Aha. NCBI have annotated our gene as a pseudogene. However, we know that it’s expressed – so why have they done this? The answer is that it’s a rather unusual gene containing an in-frame stop codon (UAG), which encodes a special amino acid named pyrrolysine. This becomes apparent if we view the genome using a tool such as Artemis or the Generic Genome Browser. Note the red stop codon marker in gene Mbur_0839, frame -3:


So why is the gene annotated incorrectly as a pseudogene? Partly because the NCBI don’t have access to experimental evidence, partly because their annotation pipeline is rather aggressive when it comes to in-frame stop codons – which are normally good indicators for a pseudogene. It’s worth noting that the Integrated Microbial Genomes used by Joint Genome Institute also annotates monomethylamine methyltransferase as a pseudogene. However, their web interface makes it somewhat easier to get to the gene of interest and see it in context.

So who’s at fault here? I would argue noone. You might suggest that computational pipelines for gene annotation could be improved but these are high-throughput methods suited to hundreds of genomes – we can’t expect them to account for every variation in every genome. The misannotation could be avoided if the people with the experimental evidence supplied it to the annotators – but there are few mechanisms which allow for that. The experimentalists and sequencers could work on a more highly-curated annotation themselves before submission – but that’s very time-consuming for them and they lack the expertise and hardware.

In summary

  • Genome annotation by individual groups is on the fade.
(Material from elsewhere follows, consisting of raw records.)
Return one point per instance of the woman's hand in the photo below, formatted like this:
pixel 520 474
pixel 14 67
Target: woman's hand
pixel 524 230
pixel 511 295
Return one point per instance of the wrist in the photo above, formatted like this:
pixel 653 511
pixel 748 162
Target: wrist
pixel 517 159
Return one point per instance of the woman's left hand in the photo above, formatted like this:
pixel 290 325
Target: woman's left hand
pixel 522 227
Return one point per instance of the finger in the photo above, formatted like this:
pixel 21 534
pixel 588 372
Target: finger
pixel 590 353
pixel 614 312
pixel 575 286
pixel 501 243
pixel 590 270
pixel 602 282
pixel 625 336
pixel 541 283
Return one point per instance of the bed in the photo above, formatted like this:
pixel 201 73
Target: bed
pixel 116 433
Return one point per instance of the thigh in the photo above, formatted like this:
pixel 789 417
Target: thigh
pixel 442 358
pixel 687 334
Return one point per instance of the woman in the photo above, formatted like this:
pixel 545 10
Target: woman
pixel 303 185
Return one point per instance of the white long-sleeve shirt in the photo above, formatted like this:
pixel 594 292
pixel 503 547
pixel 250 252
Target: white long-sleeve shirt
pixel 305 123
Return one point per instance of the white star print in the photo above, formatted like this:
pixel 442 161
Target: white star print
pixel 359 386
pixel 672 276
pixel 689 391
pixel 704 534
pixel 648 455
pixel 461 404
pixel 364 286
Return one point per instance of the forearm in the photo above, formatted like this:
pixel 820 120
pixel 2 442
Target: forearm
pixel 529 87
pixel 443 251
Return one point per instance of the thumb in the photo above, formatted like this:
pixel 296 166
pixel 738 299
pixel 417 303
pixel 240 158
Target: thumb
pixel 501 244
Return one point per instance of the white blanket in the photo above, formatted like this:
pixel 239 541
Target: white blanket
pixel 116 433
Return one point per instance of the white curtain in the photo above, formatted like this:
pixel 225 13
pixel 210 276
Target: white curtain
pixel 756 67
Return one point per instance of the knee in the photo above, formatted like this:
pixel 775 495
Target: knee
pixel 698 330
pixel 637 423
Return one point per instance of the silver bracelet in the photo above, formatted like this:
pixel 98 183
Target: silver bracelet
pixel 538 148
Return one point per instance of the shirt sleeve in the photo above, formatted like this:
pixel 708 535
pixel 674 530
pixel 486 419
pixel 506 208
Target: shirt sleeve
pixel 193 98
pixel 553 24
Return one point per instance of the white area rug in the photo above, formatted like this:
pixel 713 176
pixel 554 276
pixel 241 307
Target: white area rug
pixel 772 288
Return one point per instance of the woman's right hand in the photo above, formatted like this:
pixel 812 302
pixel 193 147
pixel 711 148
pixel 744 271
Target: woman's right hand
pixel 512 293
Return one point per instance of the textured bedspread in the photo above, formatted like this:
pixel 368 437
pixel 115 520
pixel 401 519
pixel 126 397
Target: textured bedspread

We tend to rely on large sequencing centres and institutes because they have the expertise and the hardware.
  • We also tend to assume that the data generated are “correct”. This is often an incorrect assumption.
  • Once again, the underlying problem here is inadequate data standards. Life would be much easier if (1) a single standard genome annotation pipeline was adopted, (2) standard formats for data exchange were used and (3) mechanisms existed for researchers to incorporate curated data (such as experimental evidence) into pipelines. 10 years into genome sequencing, these things still do not exist.

3 thoughts on “Genome annotation: who’s responsible?

  1. Hey Neil, Your examples are very good illustrations of annotation errors… Do you come accross these often?
    Biologists tend to use annotations as gold standards to guide their research… these major annotation groups need to pay closer attention to their annotation. People say one genome group hired undergraduates for a summer project and used their Blast skills to annotate genomes and now we are propagating that annotation using yet more Blast…
    any insights on the percentage use of unusual aminoacids that could account for frame-call errors?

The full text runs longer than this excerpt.